Adjust classpath / change spring version in azure databricks



I’m trying to use Apache Spark/Ignite integration in Azure Databricks. I install the org.apache.ignite:ignite-spark-2.4:2.9.0 maven library using the Databricks UI. And I have an error while accessing my ignite cahces:

: java.lang.NoSuchMethodError: org.springframework.util.ReflectionUtils.clearCache()V
        at org.springframework.context.support.AbstractApplicationContext.resetCommonCaches(AbstractApplicationContext.java:907)
        at org.springframework.context.support.AbstractApplicationContext.refresh(AbstractApplicationContext.java:567)

Here the AbstractApplicationContext is compiled with ReflectionUtils of different spring version.

I see the spring-core-4.3.26.RELEASE.jar is installed in the /dbfs/FileStore/jars/maven/org/springframework during the org.apache.ignite:ignite-spark-2.4:2.9.0 installation and there are no other spring version jars under the /dbfs/FileStore/jars

But it seems the databricks internally uses spring-core__4.1.4.

%sh
ls /databricks/jars | grep spring

prints:

spark--maven-trees--spark_2.4--com.clearspring.analytics--stream--com.clearspring.analytics__stream__2.7.0.jar
spark--maven-trees--spark_2.4--org.springframework--spring-core--org.springframework__spring-core__4.1.4.RELEASE.jar
spark--maven-trees--spark_2.4--org.springframework--spring-test--org.springframework__spring-test__4.1.4.RELEASE.jar

I’m not a java programmer, so I’m not experienced to solve this kind of conflicts.

Is it possible to adjust the databricks classpath somehow or solve this problem some other way?

It may be very easy to adjust the classpath, but I don’t know how.
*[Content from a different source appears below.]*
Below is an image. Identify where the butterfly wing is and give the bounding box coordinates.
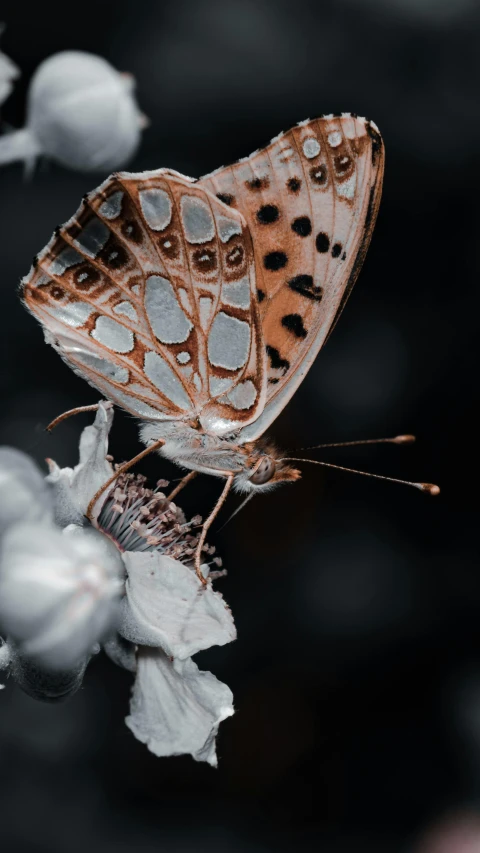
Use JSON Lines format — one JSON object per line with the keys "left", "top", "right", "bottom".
{"left": 199, "top": 113, "right": 384, "bottom": 441}
{"left": 21, "top": 170, "right": 266, "bottom": 435}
I just see in the databricks documentation a remark that it’s possible to change the classpath in init-script. I can create an init-script, have done that before, but what exactly should I do in it?

I’ve tried different databricks runtime versions and I try to use the 6.6 at the moment. I think Apache Ignite has no integration with the spark 3.

Answer

Following the link https://kb.databricks.com/libraries/replace-default-jar-new-jar.html I created the init script like this:

dbutils.fs.mkdirs("dbfs:/databricks/scripts/")
dbutils.fs.put("dbfs:/databricks/scripts/install_spring.sh",
"""
rm -rf /databricks/jars/spark--maven-trees--spark_2.4--com.h2database--h2--com.h2database__h2__1.3.174.jar
rm -rf /databricks/jars/spark--maven-trees--spark_2.4--org.springframework--spring-core--org.springframework__spring-core__4.1.4.RELEASE.jar
rm -rf /databricks/jars/spark--maven-trees--spark_2.4--org.springframework--spring-test--org.springframework__spring-test__4.1.4.RELEASE.jar
cp /dbfs/FileStore/jars/maven/com/h2database/h2-1.4.197.jar /databricks/jars/
cp /dbfs/FileStore/jars/maven/org/springframework/spring-core-4.3.26.RELEASE.jar /databricks/jars/
cp /dbfs/FileStore/jars/maven/org/springframework/spring-test-4.3.26.RELEASE.jar /databricks/jars/
""", True)

After that I registered this init script on the cluster and the ignite integration worked for me (org.apache.ignite:ignite-spark-2.4:2.9.0, ignite 2.9.0, azure databricks 6.6)

There are about 500 jar files preinstalled under /databricks/jars and it’s possible I’ve broken some dependencies, but have not notice some side effects for my task.



Source: stackoverflow